News Column

Trade Deficit Rose Sharply in May

July 3, 2013
trade

The U.S. trade deficit grew in May for the second consecutive month, the Bureau of Economic Analysis said Wednesday.

The bureau said the trade gap rose from downwardly $40.1 billion in April to $45 billion in May on exports of $187.1 billion and imports of $232.1 billion.

From month to month, exports were down by $500 million and imports were up by $4.4 billion, said the bureau, which is part of the Commerce Department.

The largest trade gaps were familiar. The trade deficit with China rose from $24.1 billion in April to $27.9 billion in May. With the European Union, the gap shrank month to month from $12.4 billion to $10.8 billion. Trading with the Organization of Petroleum Exporting Countries slipped from $6.6 billion to $6.3 billion.

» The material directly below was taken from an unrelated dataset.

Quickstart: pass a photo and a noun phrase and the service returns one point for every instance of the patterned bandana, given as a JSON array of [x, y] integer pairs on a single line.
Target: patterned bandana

Deficits were also posted with Japan at $5.4 billion, Mexico at $5.3 billion, South Korea at $2.5 billion, India at $2.3 billion, Canada at $1.9 billion and Venezuela at $1.5 billion.

Major trading partners with which the United States runs a trade surplus is a shorter list with smaller numbers. Surpluses were posted with Hong Kong, Australia, Singapore and Brazil. The total surplus with these trading partners came to $6.5 billion, which was more than offset by the deficit with OPEC by itself.

Economists had expected the trade gap to remain steady at about $40 billion.